Die FSA-A wurde so konstruiert, dass zentrale Baugruppen deutlich leichter erreichbar sind als bei bisherigen Generationen. Besonders die Butyliereinheit lässt sich vollständig aufklappen, wodurch Reinigungs- und Servicearbeiten schnell und ohne umständliches Hantieren durchgeführt werden können.

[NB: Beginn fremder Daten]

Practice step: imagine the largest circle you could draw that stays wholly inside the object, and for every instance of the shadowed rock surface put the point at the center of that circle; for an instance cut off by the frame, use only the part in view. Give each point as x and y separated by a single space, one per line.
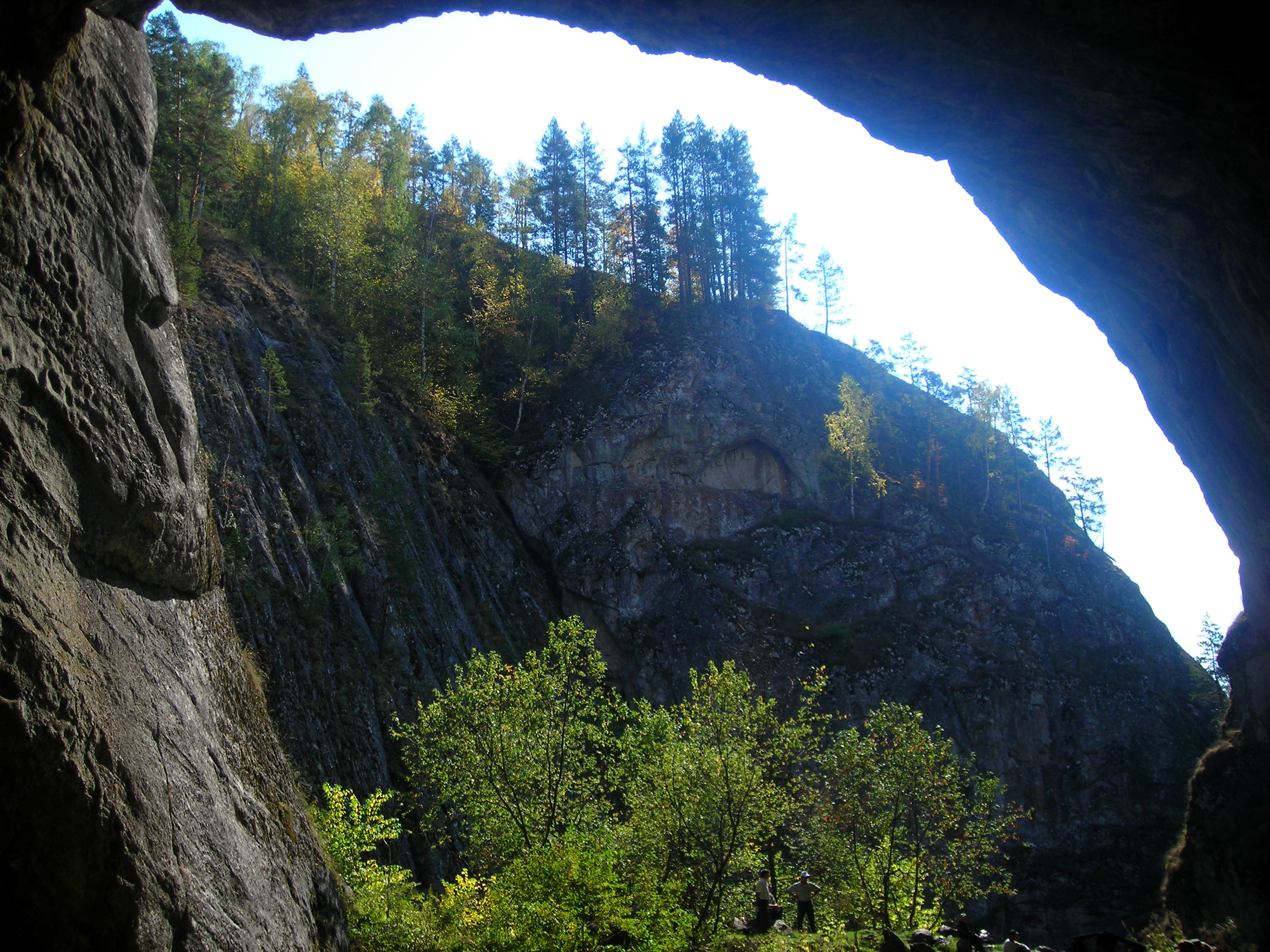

Das reduziert nicht nur den Zeitaufwand für Wartungsarbeiten, sondern minimiert auch Stillstände im laufenden Betrieb. 

 

Verfügbarkeit & weitere Informationen

Die FSA-A ist bereits verfügbar und in ersten Anwendungen erfolgreich im Einsatz. Die Anlage hat sich dabei schnell im realen Produktionsumfeld bewährt und wird bereits für laufende Aufträge genutzt. Weitere Informationen sowie Kontaktmöglichkeiten finden Sie hier. 

Fazit

Die FSA-A zeigt, wie sich die Verarbeitung von flexiblem Spacer durch konsequente Weiterentwicklung deutlich vereinfachen und verbessern lässt. Präzision, Stabilität und Bedienbarkeit greifen ineinander und ermöglichen einen Prozess, der sowohl technisch als auch im Alltag überzeugt.